Italy was the first European country to go into lockdown on 10 March - a measure that has saved an estimated 30,000 lives, according to ISS.

The quarantine will officially expire on 13 April, but it is expected soon to be extended until the end of the month.

Likewise, France also reported on Sunday the slowing down of both its daily death toll and new cases, although the figures have been disrupted by a massive spike in the number of previously-unreported deaths, especially in nursing homes.

On 2 and 2 April, the French government added to the national totals some 1,416 deaths and 17,827 such additional cases.

Meanwhile, Germany also recorded on Monday its fourth consecutive day with a decline in new confirmed cases - with 3,677 new cases and 92 deaths in the past 24 hours.

The 'Second Phase'

The glimmer of hope from these figures prompted European leaders to look into possible exit strategies to the national lockdowns.

Denmark and Austria announced on Monday the first steps of their exit strategies, aiming to ease lockdown measures and get out of the crisis faster than others.

Spanish lawmakers are expected to discuss this week easing quarantine measures - which are considered the hardest of Europe together with Italy.

"I think that, for instance, it would be possible to start allowing sports very soon.
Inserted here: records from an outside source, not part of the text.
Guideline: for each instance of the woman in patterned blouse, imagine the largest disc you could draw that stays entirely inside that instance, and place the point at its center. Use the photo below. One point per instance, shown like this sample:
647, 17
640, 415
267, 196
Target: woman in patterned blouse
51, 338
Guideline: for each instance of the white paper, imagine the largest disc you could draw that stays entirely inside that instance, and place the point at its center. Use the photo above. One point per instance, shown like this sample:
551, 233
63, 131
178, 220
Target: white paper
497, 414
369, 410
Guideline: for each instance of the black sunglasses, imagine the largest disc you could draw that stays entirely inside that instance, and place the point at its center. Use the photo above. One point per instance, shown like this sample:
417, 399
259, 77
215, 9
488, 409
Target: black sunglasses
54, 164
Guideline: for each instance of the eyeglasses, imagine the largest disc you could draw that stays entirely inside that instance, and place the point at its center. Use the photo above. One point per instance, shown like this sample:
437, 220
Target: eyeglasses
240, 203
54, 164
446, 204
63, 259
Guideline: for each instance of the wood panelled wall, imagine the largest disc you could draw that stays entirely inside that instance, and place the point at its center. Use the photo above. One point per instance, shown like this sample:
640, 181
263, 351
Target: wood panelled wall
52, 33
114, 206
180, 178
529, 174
Going out running, individually and in a controlled way, or allowing parents to walk with their children while complying with social distancing measures," the president of the Spanish Society of Epidemiology, Pere Godoy, told El País.

However, the World Health Organization's director for Europe, Hans Kluge, recently referred to "careful optimism" when speaking about the situation in Spain.

Meanwhile, Italian media on Sunday reported that the government led by Giuseppe Conte was preparing a five-point plan to open businesses gradually, while keeping social distancing measures in place.

Once the lockdown measures are lifted, Italy and Spain are considering to make compulsory the use of masks in certain public spaces - an initiative that Austria has recently imposed in supermarkets and grocery shops.

"Masks are important because they prevent the spread of infections," said the chief of the Italian civil protection service, Angelo Borrelli.

Additionally, massive testing and "contact tracing" are considered essential to exit quarantine measures gradually.

Spain, for instance, wants to use one million testing kits to act as "rapid screening" in hospitals, nursing homes and other essential sectors pursuing a two-fold objective: to acknowledge the real extent of the pandemic and identify the asymptomatic coronavirus patients.

Likewise, national authorities of many EU countries announced that "contact tracing" would also be extended with the use of mobile data and applications.

However, according to the European Centre for Disease Prevention and Control (ECDC), it is essential to accurately identify the triggers for the activation, and subsequently for the de-activation, of the range of surveillance systems that have to be established or strengthened, while considering the incubation period and the time taken to report cases.